The three-member Committee of Inquiry now examining the disclosures in the Dispatches programme has invited Channel 4 to testify before it. The idea is to urge Channel 4 to adduce proof of the matters it brought out with claims from whom it calls “whistleblower” Hanzeer Azad Mowlana.
The Committee has also sought to deliver a letter to Mowlana. The Committee, realising that the prospects of his coming to Sri Lanka are highly unlikely, has sought an affidavit from him. Such an affidavit, the Committee wants, with proof of the claims he has made.
The Committee is headed by retired Supreme Court Judge S.I. Imam and includes Air Chief Marshal Jayalath Weerakkody and President’s Counsel Harsha A.J. Soza.
These developments come as Hanzeer Azad Mowlana released a two-page statement in London reiterating the details he gave to the Channel 4 broadcast. However, he did not give any proof of the statements he made.
The lengthy statement noted: “From 2006 to February 2022, I have worked for Shivanesathurai Chandrakanthan alias Pillayan, a Member of Parliament, State Minister of Rural Road Development, former Chief Minister of the Eastern Province and leader of the political party Tamil Makkal Viduthalai Pulikal (TMVP), which had earlier been a militant group. I was the Propaganda Secretary as well as the spokesperson of the TMVP. I was not a fighter. Indeed, I have never been trained to use arms. Because of my position I had access to important and secret information related to the Easter Sunday suicide attacks as well as many political killings that took place during the period of the government of Mahinda Rajapaksa.
“On 21 April 2019 on Easter Sunday a terror attack killed 269 persons including 45 children, 40 foreigners and injured more than 500 others. Only when the media revealed the identity of the suicide bombers after the attack did I realise that I had strong evidence about the masterminds and other perpetrators and the motivation for this terror attack.
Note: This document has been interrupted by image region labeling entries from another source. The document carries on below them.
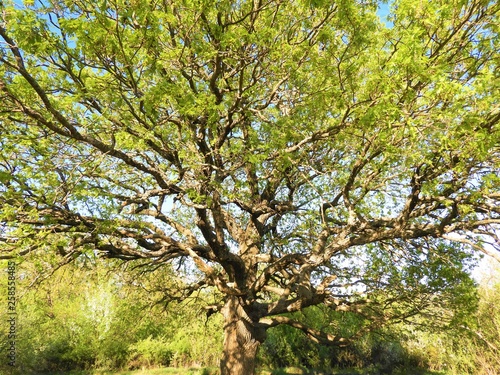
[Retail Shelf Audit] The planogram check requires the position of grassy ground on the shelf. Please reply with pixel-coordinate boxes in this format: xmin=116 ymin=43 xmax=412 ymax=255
xmin=37 ymin=367 xmax=446 ymax=375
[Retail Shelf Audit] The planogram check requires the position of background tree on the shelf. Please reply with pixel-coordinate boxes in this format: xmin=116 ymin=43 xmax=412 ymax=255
xmin=0 ymin=0 xmax=500 ymax=374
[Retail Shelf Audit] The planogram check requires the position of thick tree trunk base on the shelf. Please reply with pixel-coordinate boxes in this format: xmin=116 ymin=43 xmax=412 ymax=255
xmin=220 ymin=297 xmax=261 ymax=375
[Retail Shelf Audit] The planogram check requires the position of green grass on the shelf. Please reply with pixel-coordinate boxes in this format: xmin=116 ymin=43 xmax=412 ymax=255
xmin=38 ymin=368 xmax=217 ymax=375
xmin=36 ymin=367 xmax=446 ymax=375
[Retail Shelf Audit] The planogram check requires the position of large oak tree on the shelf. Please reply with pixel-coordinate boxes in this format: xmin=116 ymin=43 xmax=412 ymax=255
xmin=0 ymin=0 xmax=500 ymax=374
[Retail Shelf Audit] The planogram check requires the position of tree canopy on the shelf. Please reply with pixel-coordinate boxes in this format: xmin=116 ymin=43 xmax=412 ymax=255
xmin=0 ymin=0 xmax=500 ymax=374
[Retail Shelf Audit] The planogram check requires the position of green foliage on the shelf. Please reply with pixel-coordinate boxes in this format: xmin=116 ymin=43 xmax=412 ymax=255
xmin=0 ymin=263 xmax=221 ymax=375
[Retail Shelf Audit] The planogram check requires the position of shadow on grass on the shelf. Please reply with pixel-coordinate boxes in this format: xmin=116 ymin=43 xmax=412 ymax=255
xmin=259 ymin=367 xmax=446 ymax=375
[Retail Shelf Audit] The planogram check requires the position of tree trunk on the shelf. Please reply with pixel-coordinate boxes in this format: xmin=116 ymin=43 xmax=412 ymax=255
xmin=220 ymin=297 xmax=264 ymax=375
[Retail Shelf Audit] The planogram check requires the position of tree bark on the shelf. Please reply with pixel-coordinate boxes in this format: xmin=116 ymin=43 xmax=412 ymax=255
xmin=220 ymin=296 xmax=265 ymax=375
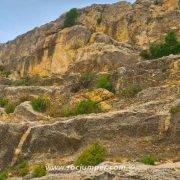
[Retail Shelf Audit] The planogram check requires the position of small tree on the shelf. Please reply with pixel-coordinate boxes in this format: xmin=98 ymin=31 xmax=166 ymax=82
xmin=140 ymin=31 xmax=180 ymax=59
xmin=64 ymin=8 xmax=78 ymax=28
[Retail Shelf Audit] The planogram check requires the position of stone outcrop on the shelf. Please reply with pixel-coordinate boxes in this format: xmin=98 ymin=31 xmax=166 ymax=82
xmin=0 ymin=0 xmax=180 ymax=78
xmin=0 ymin=0 xmax=180 ymax=179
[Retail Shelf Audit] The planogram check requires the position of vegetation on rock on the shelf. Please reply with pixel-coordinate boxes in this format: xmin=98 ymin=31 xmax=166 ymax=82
xmin=96 ymin=75 xmax=115 ymax=93
xmin=170 ymin=106 xmax=180 ymax=114
xmin=33 ymin=164 xmax=47 ymax=177
xmin=64 ymin=8 xmax=78 ymax=28
xmin=0 ymin=170 xmax=9 ymax=180
xmin=80 ymin=72 xmax=95 ymax=88
xmin=0 ymin=66 xmax=11 ymax=77
xmin=75 ymin=143 xmax=107 ymax=166
xmin=31 ymin=97 xmax=50 ymax=112
xmin=0 ymin=98 xmax=9 ymax=107
xmin=121 ymin=84 xmax=142 ymax=98
xmin=140 ymin=31 xmax=180 ymax=60
xmin=62 ymin=99 xmax=100 ymax=117
xmin=142 ymin=154 xmax=157 ymax=165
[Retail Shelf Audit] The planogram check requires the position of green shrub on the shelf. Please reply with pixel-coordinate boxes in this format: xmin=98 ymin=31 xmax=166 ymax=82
xmin=11 ymin=78 xmax=29 ymax=86
xmin=142 ymin=155 xmax=157 ymax=165
xmin=140 ymin=31 xmax=180 ymax=59
xmin=170 ymin=106 xmax=180 ymax=114
xmin=96 ymin=75 xmax=115 ymax=93
xmin=0 ymin=170 xmax=9 ymax=180
xmin=121 ymin=84 xmax=142 ymax=98
xmin=75 ymin=143 xmax=107 ymax=166
xmin=33 ymin=164 xmax=47 ymax=177
xmin=64 ymin=8 xmax=78 ymax=28
xmin=31 ymin=97 xmax=50 ymax=112
xmin=62 ymin=99 xmax=100 ymax=117
xmin=76 ymin=99 xmax=99 ymax=114
xmin=12 ymin=161 xmax=29 ymax=177
xmin=0 ymin=65 xmax=11 ymax=77
xmin=0 ymin=98 xmax=9 ymax=107
xmin=81 ymin=72 xmax=94 ymax=81
xmin=5 ymin=103 xmax=16 ymax=114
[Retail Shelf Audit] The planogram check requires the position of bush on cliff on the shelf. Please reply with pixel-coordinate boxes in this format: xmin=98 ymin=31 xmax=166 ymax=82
xmin=0 ymin=170 xmax=9 ymax=180
xmin=0 ymin=98 xmax=9 ymax=107
xmin=75 ymin=143 xmax=107 ymax=166
xmin=33 ymin=164 xmax=47 ymax=177
xmin=0 ymin=65 xmax=11 ymax=77
xmin=96 ymin=75 xmax=115 ymax=93
xmin=62 ymin=99 xmax=100 ymax=117
xmin=121 ymin=84 xmax=142 ymax=98
xmin=140 ymin=31 xmax=180 ymax=60
xmin=64 ymin=8 xmax=78 ymax=28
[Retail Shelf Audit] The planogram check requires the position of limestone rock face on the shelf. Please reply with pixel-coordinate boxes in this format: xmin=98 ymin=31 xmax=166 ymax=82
xmin=0 ymin=0 xmax=180 ymax=77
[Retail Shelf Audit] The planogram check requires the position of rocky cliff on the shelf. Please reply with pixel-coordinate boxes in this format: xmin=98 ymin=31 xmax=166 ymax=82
xmin=0 ymin=0 xmax=180 ymax=78
xmin=0 ymin=0 xmax=180 ymax=180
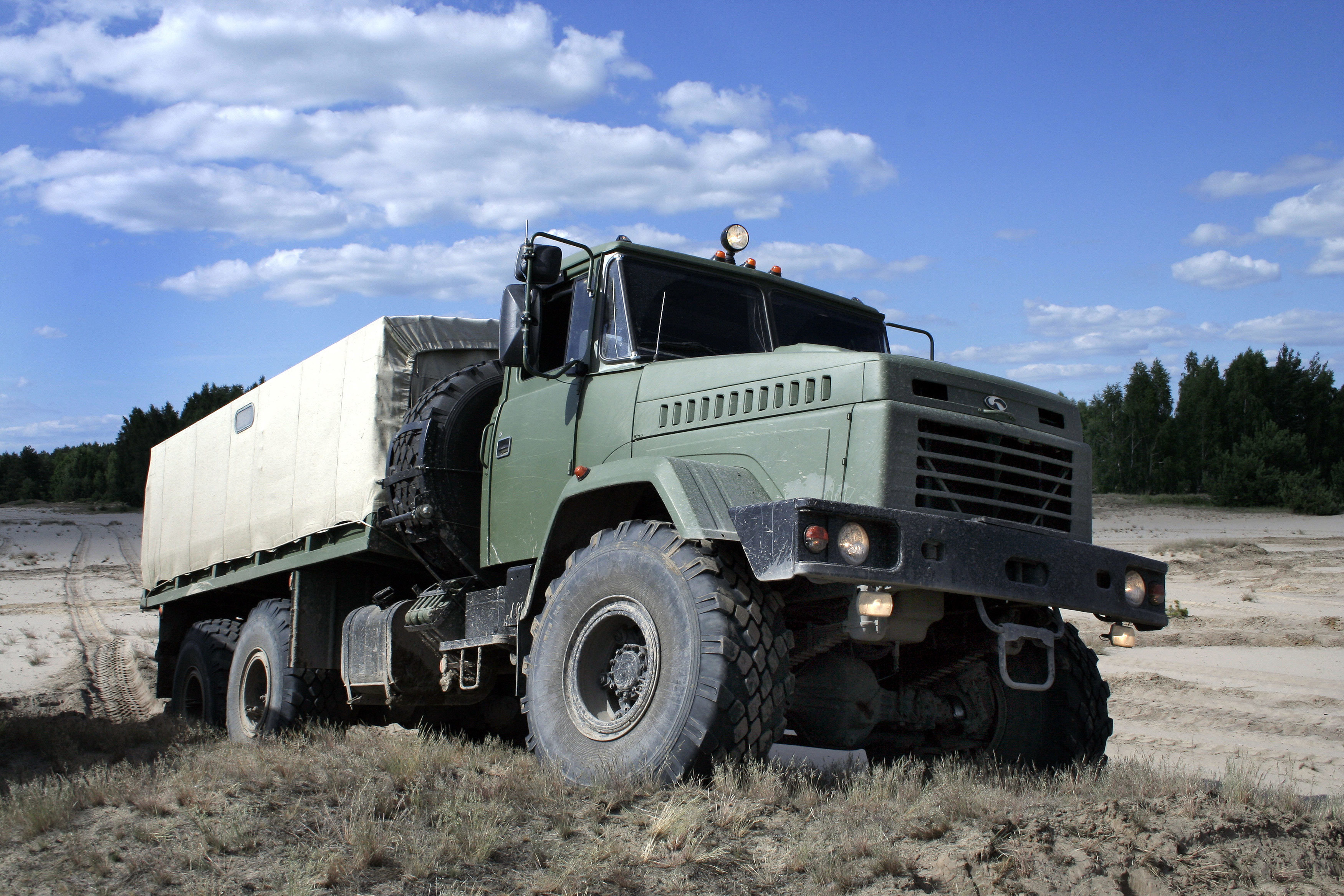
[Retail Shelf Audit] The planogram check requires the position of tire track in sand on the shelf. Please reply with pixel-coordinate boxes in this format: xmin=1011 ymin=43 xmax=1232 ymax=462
xmin=65 ymin=525 xmax=163 ymax=721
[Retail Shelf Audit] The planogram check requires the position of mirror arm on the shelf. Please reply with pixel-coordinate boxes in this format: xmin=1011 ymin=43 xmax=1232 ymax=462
xmin=523 ymin=230 xmax=599 ymax=380
xmin=887 ymin=322 xmax=934 ymax=361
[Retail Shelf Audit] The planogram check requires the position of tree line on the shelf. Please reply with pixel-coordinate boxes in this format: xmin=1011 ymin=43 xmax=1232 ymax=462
xmin=0 ymin=376 xmax=266 ymax=507
xmin=1078 ymin=345 xmax=1344 ymax=513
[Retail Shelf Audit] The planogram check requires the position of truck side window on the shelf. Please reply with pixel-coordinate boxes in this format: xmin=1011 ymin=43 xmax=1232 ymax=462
xmin=770 ymin=290 xmax=887 ymax=352
xmin=536 ymin=277 xmax=593 ymax=371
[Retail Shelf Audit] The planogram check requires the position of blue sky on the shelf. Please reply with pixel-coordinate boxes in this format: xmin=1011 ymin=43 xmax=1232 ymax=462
xmin=0 ymin=0 xmax=1344 ymax=450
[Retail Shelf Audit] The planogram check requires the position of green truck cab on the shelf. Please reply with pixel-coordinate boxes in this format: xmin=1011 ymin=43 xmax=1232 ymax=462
xmin=145 ymin=226 xmax=1167 ymax=780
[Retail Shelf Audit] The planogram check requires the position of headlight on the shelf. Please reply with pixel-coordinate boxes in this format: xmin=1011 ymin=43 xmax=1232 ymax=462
xmin=859 ymin=591 xmax=897 ymax=616
xmin=1125 ymin=570 xmax=1148 ymax=607
xmin=836 ymin=523 xmax=871 ymax=564
xmin=719 ymin=224 xmax=751 ymax=253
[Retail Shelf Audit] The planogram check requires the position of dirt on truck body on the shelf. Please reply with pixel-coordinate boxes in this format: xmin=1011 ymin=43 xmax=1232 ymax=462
xmin=142 ymin=226 xmax=1167 ymax=782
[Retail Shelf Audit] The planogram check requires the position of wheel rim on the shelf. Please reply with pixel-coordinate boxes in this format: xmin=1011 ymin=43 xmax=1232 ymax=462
xmin=238 ymin=649 xmax=270 ymax=737
xmin=182 ymin=666 xmax=206 ymax=721
xmin=564 ymin=595 xmax=660 ymax=740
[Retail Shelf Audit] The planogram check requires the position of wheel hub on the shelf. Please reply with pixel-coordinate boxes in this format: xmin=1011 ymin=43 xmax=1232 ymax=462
xmin=564 ymin=595 xmax=659 ymax=740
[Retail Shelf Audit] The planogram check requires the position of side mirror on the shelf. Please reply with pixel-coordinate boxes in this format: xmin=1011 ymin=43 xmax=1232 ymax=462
xmin=500 ymin=283 xmax=527 ymax=367
xmin=502 ymin=243 xmax=564 ymax=286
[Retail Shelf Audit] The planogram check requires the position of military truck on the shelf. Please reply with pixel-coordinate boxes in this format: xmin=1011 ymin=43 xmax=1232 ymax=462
xmin=142 ymin=224 xmax=1167 ymax=782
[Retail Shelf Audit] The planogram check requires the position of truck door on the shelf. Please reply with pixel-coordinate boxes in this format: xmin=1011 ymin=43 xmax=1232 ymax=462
xmin=485 ymin=278 xmax=640 ymax=566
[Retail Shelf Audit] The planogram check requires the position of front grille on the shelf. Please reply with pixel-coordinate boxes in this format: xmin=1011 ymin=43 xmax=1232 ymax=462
xmin=915 ymin=421 xmax=1074 ymax=532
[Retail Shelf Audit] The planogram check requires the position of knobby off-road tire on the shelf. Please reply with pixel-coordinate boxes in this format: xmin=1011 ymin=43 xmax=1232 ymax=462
xmin=225 ymin=598 xmax=347 ymax=742
xmin=988 ymin=623 xmax=1114 ymax=768
xmin=387 ymin=361 xmax=504 ymax=578
xmin=526 ymin=520 xmax=793 ymax=783
xmin=172 ymin=619 xmax=243 ymax=728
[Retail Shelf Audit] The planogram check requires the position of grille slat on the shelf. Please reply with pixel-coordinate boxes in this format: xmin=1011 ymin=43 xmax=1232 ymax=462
xmin=915 ymin=421 xmax=1074 ymax=532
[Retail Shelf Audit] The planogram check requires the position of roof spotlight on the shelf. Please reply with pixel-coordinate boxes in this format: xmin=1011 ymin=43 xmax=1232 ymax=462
xmin=719 ymin=224 xmax=751 ymax=255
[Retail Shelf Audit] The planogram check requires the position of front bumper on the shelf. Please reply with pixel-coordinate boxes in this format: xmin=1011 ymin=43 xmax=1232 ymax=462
xmin=730 ymin=499 xmax=1167 ymax=630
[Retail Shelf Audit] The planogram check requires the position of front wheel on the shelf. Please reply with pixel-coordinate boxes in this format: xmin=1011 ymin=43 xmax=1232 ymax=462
xmin=527 ymin=521 xmax=793 ymax=783
xmin=225 ymin=598 xmax=344 ymax=742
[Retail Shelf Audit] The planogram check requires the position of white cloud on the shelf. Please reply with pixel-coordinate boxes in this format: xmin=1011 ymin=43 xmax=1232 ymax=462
xmin=659 ymin=81 xmax=770 ymax=129
xmin=1008 ymin=364 xmax=1125 ymax=383
xmin=0 ymin=416 xmax=121 ymax=451
xmin=749 ymin=242 xmax=934 ymax=278
xmin=0 ymin=1 xmax=649 ymax=109
xmin=949 ymin=300 xmax=1192 ymax=369
xmin=159 ymin=224 xmax=925 ymax=305
xmin=1223 ymin=308 xmax=1344 ymax=345
xmin=160 ymin=234 xmax=519 ymax=305
xmin=1255 ymin=177 xmax=1344 ymax=238
xmin=1306 ymin=237 xmax=1344 ymax=274
xmin=1172 ymin=248 xmax=1278 ymax=289
xmin=8 ymin=103 xmax=892 ymax=239
xmin=1198 ymin=156 xmax=1344 ymax=199
xmin=1182 ymin=224 xmax=1258 ymax=246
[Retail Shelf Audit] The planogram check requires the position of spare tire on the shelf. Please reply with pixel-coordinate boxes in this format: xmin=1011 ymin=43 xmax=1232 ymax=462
xmin=383 ymin=361 xmax=504 ymax=579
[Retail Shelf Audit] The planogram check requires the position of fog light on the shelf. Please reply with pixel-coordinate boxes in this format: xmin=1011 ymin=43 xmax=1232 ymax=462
xmin=836 ymin=523 xmax=871 ymax=564
xmin=1125 ymin=570 xmax=1147 ymax=607
xmin=859 ymin=591 xmax=897 ymax=616
xmin=803 ymin=525 xmax=831 ymax=553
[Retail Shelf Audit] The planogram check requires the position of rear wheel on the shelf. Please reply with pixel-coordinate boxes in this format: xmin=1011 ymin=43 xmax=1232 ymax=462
xmin=172 ymin=619 xmax=243 ymax=728
xmin=527 ymin=521 xmax=793 ymax=783
xmin=225 ymin=598 xmax=346 ymax=742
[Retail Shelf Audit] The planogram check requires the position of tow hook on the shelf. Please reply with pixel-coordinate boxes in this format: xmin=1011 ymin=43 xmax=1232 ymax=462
xmin=976 ymin=598 xmax=1064 ymax=691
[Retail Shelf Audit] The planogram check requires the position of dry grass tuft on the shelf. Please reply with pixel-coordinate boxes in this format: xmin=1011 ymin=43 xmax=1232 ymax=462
xmin=0 ymin=717 xmax=1344 ymax=896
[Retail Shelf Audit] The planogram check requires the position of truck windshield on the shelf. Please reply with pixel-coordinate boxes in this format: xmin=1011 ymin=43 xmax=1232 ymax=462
xmin=770 ymin=289 xmax=887 ymax=352
xmin=602 ymin=258 xmax=770 ymax=361
xmin=602 ymin=257 xmax=887 ymax=361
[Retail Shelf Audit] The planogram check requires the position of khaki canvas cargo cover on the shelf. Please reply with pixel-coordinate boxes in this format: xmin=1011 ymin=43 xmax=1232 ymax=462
xmin=141 ymin=317 xmax=499 ymax=588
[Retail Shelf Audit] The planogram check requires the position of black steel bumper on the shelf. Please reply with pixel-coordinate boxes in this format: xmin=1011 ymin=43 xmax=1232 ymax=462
xmin=730 ymin=499 xmax=1167 ymax=630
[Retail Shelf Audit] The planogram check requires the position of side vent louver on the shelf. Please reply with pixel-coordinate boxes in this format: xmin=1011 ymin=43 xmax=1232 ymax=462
xmin=659 ymin=376 xmax=831 ymax=430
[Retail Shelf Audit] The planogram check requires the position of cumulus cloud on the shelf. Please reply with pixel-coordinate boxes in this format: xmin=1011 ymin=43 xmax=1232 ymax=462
xmin=1172 ymin=248 xmax=1278 ymax=289
xmin=659 ymin=81 xmax=770 ymax=128
xmin=1182 ymin=224 xmax=1257 ymax=246
xmin=950 ymin=300 xmax=1192 ymax=369
xmin=160 ymin=234 xmax=519 ymax=305
xmin=159 ymin=224 xmax=926 ymax=305
xmin=1008 ymin=364 xmax=1125 ymax=383
xmin=0 ymin=3 xmax=649 ymax=109
xmin=1306 ymin=237 xmax=1344 ymax=274
xmin=1198 ymin=156 xmax=1344 ymax=199
xmin=1255 ymin=177 xmax=1344 ymax=237
xmin=8 ymin=103 xmax=892 ymax=239
xmin=1223 ymin=308 xmax=1344 ymax=345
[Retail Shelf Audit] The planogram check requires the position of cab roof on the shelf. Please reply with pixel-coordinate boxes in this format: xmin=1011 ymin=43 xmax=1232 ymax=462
xmin=563 ymin=239 xmax=886 ymax=321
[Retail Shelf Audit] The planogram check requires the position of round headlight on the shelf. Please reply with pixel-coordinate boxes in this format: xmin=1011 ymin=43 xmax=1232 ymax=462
xmin=1125 ymin=570 xmax=1148 ymax=607
xmin=836 ymin=523 xmax=872 ymax=566
xmin=719 ymin=224 xmax=751 ymax=253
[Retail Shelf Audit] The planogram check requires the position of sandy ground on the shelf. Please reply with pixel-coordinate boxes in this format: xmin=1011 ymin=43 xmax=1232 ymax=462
xmin=1066 ymin=496 xmax=1344 ymax=794
xmin=0 ymin=505 xmax=157 ymax=711
xmin=0 ymin=496 xmax=1344 ymax=794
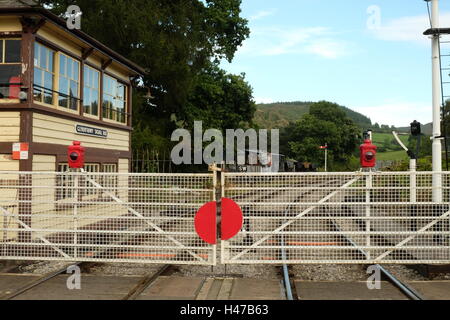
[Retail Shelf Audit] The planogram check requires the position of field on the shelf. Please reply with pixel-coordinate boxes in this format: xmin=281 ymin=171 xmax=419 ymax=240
xmin=377 ymin=151 xmax=409 ymax=161
xmin=373 ymin=133 xmax=409 ymax=161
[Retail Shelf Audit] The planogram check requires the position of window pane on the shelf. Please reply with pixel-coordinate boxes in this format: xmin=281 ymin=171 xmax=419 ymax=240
xmin=59 ymin=76 xmax=69 ymax=95
xmin=93 ymin=71 xmax=100 ymax=89
xmin=47 ymin=50 xmax=55 ymax=72
xmin=0 ymin=65 xmax=21 ymax=99
xmin=73 ymin=61 xmax=80 ymax=81
xmin=44 ymin=72 xmax=53 ymax=90
xmin=66 ymin=59 xmax=73 ymax=78
xmin=59 ymin=54 xmax=67 ymax=75
xmin=5 ymin=40 xmax=21 ymax=63
xmin=83 ymin=66 xmax=89 ymax=86
xmin=70 ymin=80 xmax=78 ymax=98
xmin=34 ymin=68 xmax=43 ymax=86
xmin=39 ymin=46 xmax=47 ymax=69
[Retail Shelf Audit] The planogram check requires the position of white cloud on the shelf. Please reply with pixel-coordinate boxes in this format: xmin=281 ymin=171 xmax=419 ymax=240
xmin=255 ymin=98 xmax=275 ymax=104
xmin=249 ymin=9 xmax=277 ymax=21
xmin=239 ymin=27 xmax=349 ymax=59
xmin=371 ymin=12 xmax=450 ymax=45
xmin=352 ymin=101 xmax=432 ymax=127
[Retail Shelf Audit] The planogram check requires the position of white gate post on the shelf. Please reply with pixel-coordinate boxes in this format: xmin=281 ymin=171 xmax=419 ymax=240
xmin=73 ymin=172 xmax=79 ymax=259
xmin=431 ymin=0 xmax=442 ymax=203
xmin=365 ymin=171 xmax=373 ymax=260
xmin=409 ymin=159 xmax=417 ymax=204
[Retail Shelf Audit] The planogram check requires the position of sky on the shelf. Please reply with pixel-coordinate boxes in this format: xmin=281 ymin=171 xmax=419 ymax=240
xmin=222 ymin=0 xmax=450 ymax=126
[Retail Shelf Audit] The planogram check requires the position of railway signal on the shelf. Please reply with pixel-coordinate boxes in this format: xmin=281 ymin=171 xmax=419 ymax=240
xmin=320 ymin=143 xmax=328 ymax=172
xmin=360 ymin=139 xmax=377 ymax=168
xmin=67 ymin=141 xmax=84 ymax=169
xmin=411 ymin=120 xmax=422 ymax=137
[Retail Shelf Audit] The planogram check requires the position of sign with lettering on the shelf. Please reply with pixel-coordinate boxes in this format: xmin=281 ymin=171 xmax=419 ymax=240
xmin=12 ymin=143 xmax=30 ymax=160
xmin=75 ymin=124 xmax=108 ymax=139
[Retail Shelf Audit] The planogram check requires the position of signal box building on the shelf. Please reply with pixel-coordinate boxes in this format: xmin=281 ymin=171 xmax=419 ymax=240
xmin=0 ymin=0 xmax=144 ymax=172
xmin=0 ymin=0 xmax=144 ymax=242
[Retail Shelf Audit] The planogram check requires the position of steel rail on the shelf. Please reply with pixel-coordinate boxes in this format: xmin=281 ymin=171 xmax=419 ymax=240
xmin=331 ymin=221 xmax=425 ymax=300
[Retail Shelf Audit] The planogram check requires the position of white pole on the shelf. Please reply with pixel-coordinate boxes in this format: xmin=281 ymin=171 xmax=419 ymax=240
xmin=409 ymin=159 xmax=417 ymax=203
xmin=365 ymin=171 xmax=373 ymax=260
xmin=431 ymin=0 xmax=442 ymax=202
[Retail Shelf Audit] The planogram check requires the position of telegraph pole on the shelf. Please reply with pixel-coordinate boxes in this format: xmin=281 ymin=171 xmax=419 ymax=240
xmin=427 ymin=0 xmax=442 ymax=202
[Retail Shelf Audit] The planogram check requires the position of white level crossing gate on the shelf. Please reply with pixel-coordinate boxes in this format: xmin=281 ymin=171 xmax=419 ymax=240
xmin=0 ymin=172 xmax=216 ymax=265
xmin=221 ymin=172 xmax=450 ymax=264
xmin=0 ymin=172 xmax=450 ymax=265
I have in no way been involved in preparing or carrying out these terrible and devastating attacks.
“Following the defeat of the Mahinda Rajapaksa government in 2015, Pillayan was arrested and imprisoned in the Batticaloa prison under the Prevention of Terrorism Act (PTA) in connection with the murder of former Tamil National Alliance Member of Parliament Joseph Pararajasingham, who was shot dead on Christmas Day 2005 at the St. Mary’s Cathedral, Batticaloa. As a secretary to Pillayan, the court had granted me permission, along with his lawyers, to meet Pillayan to discuss legal matters. During a visit in September 2017, Pillayan told me that some Muslim prisoners from Kattankudy were with him in the same cell. A father, his son and six others had been remanded for extremist activities and attacks on another Muslim group in Kattankudy. They were from an organisation called National Thowheed Jamath (NTJ)…….”
He then went on to repeat the accusations made in the Dispatches programme of Channel 4 –ones that were flatly denied by the former Director General of Military Intelligence, Major General Suresh Sallay.
Sallay, now retired, is the head of the State Intelligence Service. He has flatly denied Mowlana’s accusations.
He was on a visit to the United States early this week together with Sagala Ratnayake, Chief of Staff and security advisor to the President, From Washington D.C., Ratnayake flew to Berling to join President Wickremesinghe who made the inaugural speech at the Berling Global Dialogue.